Pasado un tiempo Semmelweis volvió al hospital, pasando a trabajar en la otra sala de partos, ésa en la que no participaban los estudiantes de medicina. Hizo algunas pruebas, como por ejemplo llevar a los estudiantes a esa otra sala de partos y comprobar cómo con ese cambio morían más mujeres (¡y éste es el bueno de la película!) pero según la wikipedia «por vanidad o por envidia, los principales cirujanos y obstetras europeos ignoran o rechazan su descubrimiento«, incluso acusándole de haber falseado los datos.

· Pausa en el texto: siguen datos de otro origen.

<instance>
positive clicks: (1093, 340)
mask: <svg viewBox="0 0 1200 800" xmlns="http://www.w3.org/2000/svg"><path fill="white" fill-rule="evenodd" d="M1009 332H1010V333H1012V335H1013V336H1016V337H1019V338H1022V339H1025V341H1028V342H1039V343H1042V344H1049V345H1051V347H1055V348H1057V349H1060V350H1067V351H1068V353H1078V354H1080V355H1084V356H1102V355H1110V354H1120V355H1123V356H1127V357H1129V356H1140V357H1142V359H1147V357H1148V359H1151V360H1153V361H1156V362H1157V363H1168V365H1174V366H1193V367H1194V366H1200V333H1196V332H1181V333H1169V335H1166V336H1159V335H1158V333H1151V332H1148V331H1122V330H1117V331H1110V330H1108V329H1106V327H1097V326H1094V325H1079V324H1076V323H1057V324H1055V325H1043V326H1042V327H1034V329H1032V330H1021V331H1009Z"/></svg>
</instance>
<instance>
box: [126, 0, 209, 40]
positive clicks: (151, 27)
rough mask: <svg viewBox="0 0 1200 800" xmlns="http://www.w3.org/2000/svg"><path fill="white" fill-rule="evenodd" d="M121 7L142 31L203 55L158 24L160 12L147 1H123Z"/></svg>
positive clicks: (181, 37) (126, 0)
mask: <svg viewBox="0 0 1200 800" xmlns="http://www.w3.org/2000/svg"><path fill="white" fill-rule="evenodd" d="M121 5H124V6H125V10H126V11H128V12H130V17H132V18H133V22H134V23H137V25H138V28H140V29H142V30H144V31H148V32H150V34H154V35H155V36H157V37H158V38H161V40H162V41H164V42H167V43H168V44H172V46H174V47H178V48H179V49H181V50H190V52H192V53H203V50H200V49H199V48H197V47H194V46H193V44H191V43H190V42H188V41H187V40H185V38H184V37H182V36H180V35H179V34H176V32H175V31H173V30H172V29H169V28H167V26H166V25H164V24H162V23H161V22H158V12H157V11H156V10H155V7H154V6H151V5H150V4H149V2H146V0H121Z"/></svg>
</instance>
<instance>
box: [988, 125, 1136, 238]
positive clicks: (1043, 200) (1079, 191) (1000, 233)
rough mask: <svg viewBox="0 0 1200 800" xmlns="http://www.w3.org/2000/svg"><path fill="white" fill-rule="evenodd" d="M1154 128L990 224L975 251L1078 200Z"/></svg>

En palabras del profesor Hebra: «Cuando se haga la Historia de los errores humanos se encontrarán difícilmente ejemplos de esta clase y provocará asombro que hombres tan competentes, tan especializados, pudiesen, en su propia ciencia, ser tan ciegos, tan estúpidos«.
Cuando se sabe lo que está pasando en el mundo de la nutrición con el balance energético y las calorías, la historia de Semmelweis no causa ningún asombro. Lo que sí asombra es el uso del término «competentes».